Major health insurers have promised to overhaul the process before, but little has changed. Insurers said in June they would standardize electronic prior authorization by the end of 2026. The changes are voluntary. But Trump administration officials have pledged to explore regulations if insurers don’t make progress.
Aetna would not comment on Eliza’s case directly, but claimed that the company has the fewest medical services subject to prior authorization compared to similar companies.
“We recognize that navigating the US health care system can be frustrating, and Aetna is working with other industry partners to simplify the process and help patients navigate through it,” the company said in a statement.
Some major insurance companies have implemented so-called “gold card” programs that exempt approved doctors from the prior authorization process. Insurers reward doctors whose past prior authorization requests were typically approved by admitting them into the gold card program, exempting them from the red tape.
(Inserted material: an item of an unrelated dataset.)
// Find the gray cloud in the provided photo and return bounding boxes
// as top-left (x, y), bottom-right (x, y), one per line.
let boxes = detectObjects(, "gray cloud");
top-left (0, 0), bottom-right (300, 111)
Several states have enacted gold card laws, requiring insurers to award doctors with a high prior authorization success rate freedom from the prior authorization process. Balaban said gold card programs could be “part of the formula” to address the burden of prior authorization, but he warned that a doctor VIP list is not a silver bullet.
“This is a band aid on a big problem,” he said.
In the meantime, Gartner said he hopes more organizations like his can step in to help people get coverage for their care.
“These wrongful coverage denials… have dire, life-threatening implications for the people they affect and yet the accountability and enforcement for corporations who are administering these wrongful denials are minimal if existent,” he said. “But that’s in our power to change. There is support out there.”